Saturday, 8 September 2007

I can still see my screen!

What with it being a new game to me, I've been fighting with the City of $dudes interface recently. Its pretty slick, and reasonably customisable, although nowhere near the extent of WoW's 'mod it until it feels right' culture. Everything has its own little 'show this' button, a docking toggle, resizing nubbin, move doohicky, and so on, which facilitates customisation, even if it does take a little extra room on the screen (and every little bit helps).

I have one bugbear with it though: The minimap.

Its huge! Its like a great big black magnet, appearing spontaneously in my gaze whenever I try to do anything!

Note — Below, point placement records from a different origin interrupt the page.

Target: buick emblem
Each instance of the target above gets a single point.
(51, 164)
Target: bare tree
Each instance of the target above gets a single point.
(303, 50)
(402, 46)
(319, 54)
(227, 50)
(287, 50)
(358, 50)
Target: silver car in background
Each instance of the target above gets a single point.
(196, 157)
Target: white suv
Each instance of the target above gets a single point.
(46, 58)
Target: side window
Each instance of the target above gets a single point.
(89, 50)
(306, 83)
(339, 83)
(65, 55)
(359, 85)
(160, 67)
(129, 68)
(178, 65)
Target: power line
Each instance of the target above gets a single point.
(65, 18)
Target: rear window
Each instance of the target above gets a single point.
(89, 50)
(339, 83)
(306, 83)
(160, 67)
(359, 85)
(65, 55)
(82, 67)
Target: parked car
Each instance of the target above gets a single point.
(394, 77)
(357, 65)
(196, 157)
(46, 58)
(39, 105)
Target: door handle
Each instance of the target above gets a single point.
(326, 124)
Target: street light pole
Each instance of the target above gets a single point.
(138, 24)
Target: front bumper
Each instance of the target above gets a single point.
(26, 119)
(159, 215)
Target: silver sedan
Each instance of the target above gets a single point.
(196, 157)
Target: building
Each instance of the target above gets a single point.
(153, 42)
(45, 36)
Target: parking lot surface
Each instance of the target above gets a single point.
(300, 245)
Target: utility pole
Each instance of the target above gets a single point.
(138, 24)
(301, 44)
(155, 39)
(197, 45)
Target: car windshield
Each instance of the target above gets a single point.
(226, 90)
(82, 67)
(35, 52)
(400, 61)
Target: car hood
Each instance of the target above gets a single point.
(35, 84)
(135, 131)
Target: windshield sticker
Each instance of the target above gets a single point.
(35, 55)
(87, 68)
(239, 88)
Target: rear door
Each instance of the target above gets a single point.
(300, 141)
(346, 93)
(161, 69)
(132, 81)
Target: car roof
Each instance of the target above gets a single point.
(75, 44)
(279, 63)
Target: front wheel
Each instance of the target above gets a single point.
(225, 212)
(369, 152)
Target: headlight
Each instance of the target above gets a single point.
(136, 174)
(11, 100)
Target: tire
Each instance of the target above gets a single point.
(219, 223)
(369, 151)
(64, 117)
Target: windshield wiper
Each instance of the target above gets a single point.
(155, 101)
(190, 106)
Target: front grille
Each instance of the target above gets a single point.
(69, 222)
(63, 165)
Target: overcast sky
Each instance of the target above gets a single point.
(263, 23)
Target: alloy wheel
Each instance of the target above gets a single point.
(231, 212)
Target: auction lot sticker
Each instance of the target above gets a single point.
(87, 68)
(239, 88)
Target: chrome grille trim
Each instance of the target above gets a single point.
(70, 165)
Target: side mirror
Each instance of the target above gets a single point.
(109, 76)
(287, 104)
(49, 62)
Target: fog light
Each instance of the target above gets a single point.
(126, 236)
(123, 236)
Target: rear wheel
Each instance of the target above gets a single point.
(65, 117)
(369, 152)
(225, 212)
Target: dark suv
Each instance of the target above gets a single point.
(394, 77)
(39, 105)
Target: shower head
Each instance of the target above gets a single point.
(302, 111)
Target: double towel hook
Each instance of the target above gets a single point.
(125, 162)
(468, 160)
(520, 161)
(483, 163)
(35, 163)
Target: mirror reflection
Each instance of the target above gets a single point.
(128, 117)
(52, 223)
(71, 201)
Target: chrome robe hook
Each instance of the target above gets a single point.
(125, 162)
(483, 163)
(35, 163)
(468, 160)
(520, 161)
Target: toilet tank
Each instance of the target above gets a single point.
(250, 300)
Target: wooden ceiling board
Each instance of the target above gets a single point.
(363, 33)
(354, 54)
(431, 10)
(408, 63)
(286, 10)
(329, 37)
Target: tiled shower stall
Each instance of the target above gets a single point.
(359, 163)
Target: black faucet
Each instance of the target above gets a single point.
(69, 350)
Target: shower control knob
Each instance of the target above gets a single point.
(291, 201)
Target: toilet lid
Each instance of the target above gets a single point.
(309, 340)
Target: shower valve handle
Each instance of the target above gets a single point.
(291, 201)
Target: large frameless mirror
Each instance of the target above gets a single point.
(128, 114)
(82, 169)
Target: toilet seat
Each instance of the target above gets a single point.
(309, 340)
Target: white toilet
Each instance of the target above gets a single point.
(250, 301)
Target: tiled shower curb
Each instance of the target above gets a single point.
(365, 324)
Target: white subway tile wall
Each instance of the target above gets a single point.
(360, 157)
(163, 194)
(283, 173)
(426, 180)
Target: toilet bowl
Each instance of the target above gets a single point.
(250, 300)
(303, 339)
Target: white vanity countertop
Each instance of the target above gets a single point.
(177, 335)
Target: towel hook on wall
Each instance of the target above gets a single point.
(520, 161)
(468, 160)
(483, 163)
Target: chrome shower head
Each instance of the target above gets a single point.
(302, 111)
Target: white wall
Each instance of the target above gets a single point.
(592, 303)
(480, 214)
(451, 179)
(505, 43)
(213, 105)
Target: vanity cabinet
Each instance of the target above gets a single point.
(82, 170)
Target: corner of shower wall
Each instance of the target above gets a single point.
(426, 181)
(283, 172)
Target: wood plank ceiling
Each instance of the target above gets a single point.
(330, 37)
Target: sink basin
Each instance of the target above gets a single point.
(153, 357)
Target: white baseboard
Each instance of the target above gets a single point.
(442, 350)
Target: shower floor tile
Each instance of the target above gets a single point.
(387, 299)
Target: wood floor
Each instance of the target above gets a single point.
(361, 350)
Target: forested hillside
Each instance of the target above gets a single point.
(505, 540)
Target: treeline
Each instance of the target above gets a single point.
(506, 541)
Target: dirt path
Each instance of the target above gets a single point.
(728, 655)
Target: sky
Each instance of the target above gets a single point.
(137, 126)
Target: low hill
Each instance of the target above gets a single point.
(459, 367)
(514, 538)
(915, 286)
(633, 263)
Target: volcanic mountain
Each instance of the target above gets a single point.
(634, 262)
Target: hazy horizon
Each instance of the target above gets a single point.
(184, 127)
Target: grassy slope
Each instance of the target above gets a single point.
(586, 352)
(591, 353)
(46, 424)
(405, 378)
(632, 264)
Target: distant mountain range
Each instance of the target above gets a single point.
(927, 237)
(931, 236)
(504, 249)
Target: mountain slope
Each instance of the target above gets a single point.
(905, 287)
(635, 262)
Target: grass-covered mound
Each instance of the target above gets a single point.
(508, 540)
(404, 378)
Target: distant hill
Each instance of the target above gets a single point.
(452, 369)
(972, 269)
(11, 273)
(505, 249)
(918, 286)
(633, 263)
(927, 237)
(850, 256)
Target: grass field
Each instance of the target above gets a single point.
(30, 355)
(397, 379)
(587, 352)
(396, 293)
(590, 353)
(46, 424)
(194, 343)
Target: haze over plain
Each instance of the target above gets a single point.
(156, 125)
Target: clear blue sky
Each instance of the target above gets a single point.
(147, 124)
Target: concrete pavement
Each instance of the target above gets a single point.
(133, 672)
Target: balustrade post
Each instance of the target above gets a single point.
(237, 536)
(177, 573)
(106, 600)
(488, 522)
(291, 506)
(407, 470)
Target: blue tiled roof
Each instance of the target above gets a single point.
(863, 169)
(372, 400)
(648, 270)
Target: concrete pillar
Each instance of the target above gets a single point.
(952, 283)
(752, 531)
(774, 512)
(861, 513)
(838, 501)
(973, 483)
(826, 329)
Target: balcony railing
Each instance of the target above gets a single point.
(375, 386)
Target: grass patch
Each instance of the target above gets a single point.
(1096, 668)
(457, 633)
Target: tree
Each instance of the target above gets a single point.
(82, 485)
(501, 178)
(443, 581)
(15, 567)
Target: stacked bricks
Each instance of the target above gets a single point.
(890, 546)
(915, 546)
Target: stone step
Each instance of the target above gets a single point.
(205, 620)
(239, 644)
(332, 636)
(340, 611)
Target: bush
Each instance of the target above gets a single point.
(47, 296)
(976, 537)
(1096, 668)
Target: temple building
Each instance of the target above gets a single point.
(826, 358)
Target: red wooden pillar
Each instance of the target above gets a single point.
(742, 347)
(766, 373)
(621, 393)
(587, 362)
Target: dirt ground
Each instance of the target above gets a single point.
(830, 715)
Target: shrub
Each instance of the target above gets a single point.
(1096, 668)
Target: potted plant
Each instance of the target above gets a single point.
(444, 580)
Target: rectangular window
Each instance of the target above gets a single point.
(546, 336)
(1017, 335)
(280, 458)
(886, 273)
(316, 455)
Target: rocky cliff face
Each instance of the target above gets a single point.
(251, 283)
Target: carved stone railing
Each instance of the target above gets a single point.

Even on the smallest it can be resized to, its bigger than the minimaps on the other games I've played, although it is vastly superior in terms of what it does: it shows everyone in your team, their facing, vendors, trainers, contacts, mission locations, everything.

Guild Wars is similarly customisable, but hidden under a couple of menu selections. Its also very slick, although the dialogues tend to annoy me for their largness. The inventory screen takes up the entire left quarter of the screen (or so), taking to a vendor takes up the entire right third of the screen (or so).

On both of these, the default is pretty good, and I've not changed them much (CoX's minimap aside)

But they both have one major issue (in my opinion): division of focus.

You have to know which of your abilities are on cooldown (as they all have one). You have to know you're targetting the right enemy. You have to keep an eye on your energy/endurance, so you don't get the dreaded 'not enough rage' sound (not an issue on my GW character as yet, due to my build). Watching my own health bar so I don't squish to easily. I'd hate to think about being a healer and having even more bars to watch.

Unfortunately, these things are more mechanics issues than UI issues, but they're still issues. I had some similar issues in WoW, but because of the mod culture, I ended up with something that solved some of them. In short, my health and mana and my enemies health and mana were displayed around my character model, and the only abilities I had displayed prominently (looking back on it, in almost exactly the same position as GW) where those with a cooldown and those with a unique range that frequently got used. And although the default UI has quite a few issues, due to the way it can be modified, they don't count quite as badly as they would otherwise.

I think part of the overall problem of UIs, is that they're slaves to the gameplay: until gameplay is streamlined (not dumbed down) enough, the UI will always be quite a mess of things all trying to grab your attention at once. And I don't want to be looking at bars and buttons, I want to look at my character beating the begubbins out of some enemy.